Question

In: Finance

Calculate the following stock valuation problems using Microsoft Excel: Company X is paying an annual dividend of...

Calculate the following stock valuation problems using Microsoft Excel:

Company X is paying an annual dividend of $1.35 and has decided to pay the same amount forever. How much should you pay for the stock, if you want to earn an annual rate of return of 9.5% on this investment?

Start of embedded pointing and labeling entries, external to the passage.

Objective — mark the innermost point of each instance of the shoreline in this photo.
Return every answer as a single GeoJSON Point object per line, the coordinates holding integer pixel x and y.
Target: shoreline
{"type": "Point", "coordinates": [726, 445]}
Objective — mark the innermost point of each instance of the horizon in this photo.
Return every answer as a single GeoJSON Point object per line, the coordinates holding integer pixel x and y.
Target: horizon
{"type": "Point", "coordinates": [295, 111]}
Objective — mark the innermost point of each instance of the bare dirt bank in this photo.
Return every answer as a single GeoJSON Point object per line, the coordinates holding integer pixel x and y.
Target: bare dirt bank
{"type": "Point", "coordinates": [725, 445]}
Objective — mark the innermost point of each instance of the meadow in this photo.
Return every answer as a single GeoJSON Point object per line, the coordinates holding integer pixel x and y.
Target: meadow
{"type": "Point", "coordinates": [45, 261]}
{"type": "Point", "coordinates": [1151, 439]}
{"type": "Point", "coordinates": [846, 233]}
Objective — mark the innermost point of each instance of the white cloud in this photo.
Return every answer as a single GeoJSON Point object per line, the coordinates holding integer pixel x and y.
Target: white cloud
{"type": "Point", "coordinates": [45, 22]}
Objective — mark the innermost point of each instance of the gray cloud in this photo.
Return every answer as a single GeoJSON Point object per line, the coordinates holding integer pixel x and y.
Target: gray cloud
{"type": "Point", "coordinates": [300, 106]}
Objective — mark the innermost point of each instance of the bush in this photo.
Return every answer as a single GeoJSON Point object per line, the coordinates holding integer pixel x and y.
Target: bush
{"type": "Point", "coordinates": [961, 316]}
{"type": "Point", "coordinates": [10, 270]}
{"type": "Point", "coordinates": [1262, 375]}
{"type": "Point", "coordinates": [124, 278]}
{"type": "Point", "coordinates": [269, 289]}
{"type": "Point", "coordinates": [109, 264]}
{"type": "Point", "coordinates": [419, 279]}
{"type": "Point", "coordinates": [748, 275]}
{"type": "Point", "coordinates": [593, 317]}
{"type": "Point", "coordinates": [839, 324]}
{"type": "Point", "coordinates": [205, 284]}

You want to purchase common stock of Company X and hold it for 7 years. The company just announced they will be paying an annual cash dividend of $6.00 per share for the next 9 years. How much should you pay for the stock, if you will be able to sell the stock for $28 at the end of seven years and you want to earn an annual rate of return of 11% on this investment?


Solutions

Expert Solution

1) D0 1.35
The stock is paying a constant dividend of 1.35 in perpetuity
D1 1.35
According to the dividend growth model,
when the stock pays a constant dividend the price of the stock P0 is given by
P0 = D1/(R)
where R is the discount rate that is .095.
P0 = 1.35/(.095)
P0 = 14.21
You should pay $14.21 for the stock.
2) The stock pays will pay a dividend of $6 for the next 9 years.
D1 6
D2 6
D3 6
D4 6
D5 6
D6 6
D7 6
P7 28
Cash flow at the end of year 7 P7+D7
Cash flow at the end of year 7 34
The price of the stock today = sum of present value of future cash flows.
Using R = .11
Year 1 2 3 4 5 6 7
Cash flow 6 6 6 6 6 6 34
Present value 5.41 4.87 4.39 3.95 3.56 3.21 16.38
sum of present values 41.76
You should pay $41.76 for the stock today.